One businessman involved in the project said on the call that it would involve a stablecoin pegged to the US dollar, with the goal of reinforcing the dollar's status as a global reserve currency while creating new investment opportunities for common folk.

Yet descriptions by Eric Trump, Don Jr, and others, as well as reporting by the crypto news outlet CoinDesk, suggested that it will be a blockchain-based banking, lending, and money transfer platform designed to make cryptocurrency more accessible and easy to use while bypassing "censorship" and political control.

On Monday’s call, backers said it would initially focus on stable and secure assets rather than speculating on the price of volatile currencies such as Bitcoin and Ethereum.

Zachary Folkman, a crypto entrepreneur who is working with the Trumps, said that the project will be controlled by a blockchain-powered governance token, akin to a share in a corporation, which will confer voting rights but no economic rights such as dividends or profits.

These voting rights will be capped at 5 per cent per owner, Folkman explained, with 63 per cent of them reserved for sale to the general public while 17 per cent are earmarked for user rewards and 20 per cent for compensating WLF staff and advisers.

Crucially, he added that there "have been no pre-sales, there have been no [investor] early buy-ins with discounted allocation, despite any sort of speculation out there." In other words, everyone will get the same chance to buy in.

A leaked early draft of the project obtained by CoinDesk had proposed concentrating 70 per cent of these governance tokens in the hands of its founders and employees.

The draft listed Eric and Don Jr as "Web3 ambassadors," referring to the purported next version of the internet that advocates believe crypto and other "decentralised finance" (DeFi) technologies will bring about.

However, due to ongoing "regulatory uncertainty" over whether such tokens count as "securities" under US financial law, Folkman said they would only be available to investors accredited by the Securities and Exchange Commission (SEC), which generally means someone with lots of money or some expert knowledge.

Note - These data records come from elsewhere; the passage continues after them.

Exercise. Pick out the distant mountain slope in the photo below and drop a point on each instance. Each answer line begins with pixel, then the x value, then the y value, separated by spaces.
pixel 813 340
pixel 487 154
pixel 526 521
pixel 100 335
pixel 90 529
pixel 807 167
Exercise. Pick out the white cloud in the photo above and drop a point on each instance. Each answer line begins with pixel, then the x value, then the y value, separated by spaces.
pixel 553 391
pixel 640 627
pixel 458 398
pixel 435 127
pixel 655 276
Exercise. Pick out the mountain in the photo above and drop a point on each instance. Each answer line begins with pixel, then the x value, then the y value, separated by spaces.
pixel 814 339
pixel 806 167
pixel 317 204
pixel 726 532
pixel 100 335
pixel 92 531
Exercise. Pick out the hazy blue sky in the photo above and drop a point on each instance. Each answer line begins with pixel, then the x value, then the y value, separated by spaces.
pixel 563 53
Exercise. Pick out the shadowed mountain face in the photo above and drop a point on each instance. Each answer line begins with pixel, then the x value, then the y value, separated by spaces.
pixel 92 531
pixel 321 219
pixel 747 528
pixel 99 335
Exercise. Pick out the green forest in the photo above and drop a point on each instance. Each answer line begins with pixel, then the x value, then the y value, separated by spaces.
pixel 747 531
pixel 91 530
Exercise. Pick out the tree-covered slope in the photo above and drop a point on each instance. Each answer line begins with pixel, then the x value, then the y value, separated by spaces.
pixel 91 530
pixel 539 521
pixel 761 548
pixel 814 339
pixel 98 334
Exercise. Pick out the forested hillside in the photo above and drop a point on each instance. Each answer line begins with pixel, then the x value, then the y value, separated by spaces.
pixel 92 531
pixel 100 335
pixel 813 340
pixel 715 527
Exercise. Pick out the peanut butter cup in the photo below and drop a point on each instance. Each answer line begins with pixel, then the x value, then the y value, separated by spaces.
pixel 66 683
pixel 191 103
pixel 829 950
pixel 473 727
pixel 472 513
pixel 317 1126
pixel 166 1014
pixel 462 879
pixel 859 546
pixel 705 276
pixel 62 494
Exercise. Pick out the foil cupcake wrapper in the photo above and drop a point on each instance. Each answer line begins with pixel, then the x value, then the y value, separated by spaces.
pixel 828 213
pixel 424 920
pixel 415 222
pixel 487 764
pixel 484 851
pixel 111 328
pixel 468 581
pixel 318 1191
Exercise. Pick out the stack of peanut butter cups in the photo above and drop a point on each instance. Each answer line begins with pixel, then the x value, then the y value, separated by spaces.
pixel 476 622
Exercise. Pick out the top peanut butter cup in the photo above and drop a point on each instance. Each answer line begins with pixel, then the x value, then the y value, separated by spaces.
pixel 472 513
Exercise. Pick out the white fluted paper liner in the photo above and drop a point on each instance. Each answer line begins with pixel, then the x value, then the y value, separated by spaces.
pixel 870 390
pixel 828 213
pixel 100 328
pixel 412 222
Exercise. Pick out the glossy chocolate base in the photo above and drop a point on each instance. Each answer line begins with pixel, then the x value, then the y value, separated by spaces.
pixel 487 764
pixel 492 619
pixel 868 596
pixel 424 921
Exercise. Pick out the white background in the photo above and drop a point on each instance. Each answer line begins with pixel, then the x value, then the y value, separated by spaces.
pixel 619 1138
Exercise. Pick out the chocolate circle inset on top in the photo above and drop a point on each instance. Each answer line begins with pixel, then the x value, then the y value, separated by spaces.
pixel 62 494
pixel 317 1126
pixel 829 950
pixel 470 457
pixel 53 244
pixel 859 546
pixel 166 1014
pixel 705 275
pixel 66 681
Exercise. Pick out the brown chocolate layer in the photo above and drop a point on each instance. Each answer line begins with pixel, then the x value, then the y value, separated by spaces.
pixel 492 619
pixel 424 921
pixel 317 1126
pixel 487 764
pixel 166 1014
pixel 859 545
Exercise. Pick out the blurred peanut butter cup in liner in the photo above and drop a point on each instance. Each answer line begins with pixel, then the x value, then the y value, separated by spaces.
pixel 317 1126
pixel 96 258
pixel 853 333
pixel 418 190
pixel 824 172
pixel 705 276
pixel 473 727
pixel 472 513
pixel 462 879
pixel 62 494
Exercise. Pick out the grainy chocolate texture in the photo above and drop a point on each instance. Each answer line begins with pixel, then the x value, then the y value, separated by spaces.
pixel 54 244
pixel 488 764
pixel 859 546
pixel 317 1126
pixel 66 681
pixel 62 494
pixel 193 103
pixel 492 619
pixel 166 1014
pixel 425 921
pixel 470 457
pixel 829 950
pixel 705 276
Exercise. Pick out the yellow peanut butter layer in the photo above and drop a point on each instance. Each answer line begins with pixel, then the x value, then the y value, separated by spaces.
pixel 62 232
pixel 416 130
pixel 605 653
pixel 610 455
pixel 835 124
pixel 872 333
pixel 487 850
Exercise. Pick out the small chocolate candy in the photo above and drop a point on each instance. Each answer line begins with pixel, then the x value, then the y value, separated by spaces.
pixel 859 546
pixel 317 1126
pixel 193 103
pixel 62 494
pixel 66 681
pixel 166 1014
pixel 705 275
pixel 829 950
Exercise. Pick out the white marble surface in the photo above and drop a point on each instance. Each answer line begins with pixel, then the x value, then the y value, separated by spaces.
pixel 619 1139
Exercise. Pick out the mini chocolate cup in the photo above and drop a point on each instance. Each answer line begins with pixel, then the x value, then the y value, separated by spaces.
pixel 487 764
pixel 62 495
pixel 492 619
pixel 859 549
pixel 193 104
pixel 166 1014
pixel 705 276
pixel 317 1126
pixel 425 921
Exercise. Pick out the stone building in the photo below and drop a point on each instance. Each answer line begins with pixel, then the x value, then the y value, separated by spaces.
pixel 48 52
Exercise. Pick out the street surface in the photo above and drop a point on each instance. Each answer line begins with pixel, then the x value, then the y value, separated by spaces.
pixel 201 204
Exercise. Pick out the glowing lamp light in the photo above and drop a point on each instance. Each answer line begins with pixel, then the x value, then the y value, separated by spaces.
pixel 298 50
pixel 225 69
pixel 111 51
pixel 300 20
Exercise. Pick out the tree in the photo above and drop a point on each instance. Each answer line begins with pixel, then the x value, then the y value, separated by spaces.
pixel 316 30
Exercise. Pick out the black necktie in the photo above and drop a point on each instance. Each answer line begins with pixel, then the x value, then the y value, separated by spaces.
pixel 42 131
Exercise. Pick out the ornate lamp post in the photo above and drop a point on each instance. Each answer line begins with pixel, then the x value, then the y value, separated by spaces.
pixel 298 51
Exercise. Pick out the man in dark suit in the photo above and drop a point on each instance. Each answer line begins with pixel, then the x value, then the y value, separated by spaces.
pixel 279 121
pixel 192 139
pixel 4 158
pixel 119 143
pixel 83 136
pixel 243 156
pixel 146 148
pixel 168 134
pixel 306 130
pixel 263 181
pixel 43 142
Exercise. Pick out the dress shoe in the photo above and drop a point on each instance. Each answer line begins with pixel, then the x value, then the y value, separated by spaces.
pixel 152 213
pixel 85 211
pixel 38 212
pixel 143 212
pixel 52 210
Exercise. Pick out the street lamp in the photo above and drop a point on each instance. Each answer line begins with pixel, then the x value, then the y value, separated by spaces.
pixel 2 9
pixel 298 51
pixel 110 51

Danielle Brian of the non-profit Project on Government Oversight told The New York Times that Donald Trump’s involvement in WLF would create serious conflicts of interest if he wins election this November. Trump biographer Tim O’Brien similarly called it “a conflict of interest in motion.”

Not all crypto advocates are on board with the project. Earlier this month pro-Trump crypto entrepreneur Nic Carter described it as “a huge mistake” which could “genuinely damage Trump’s electoral prospects, especially if it gets hacked.”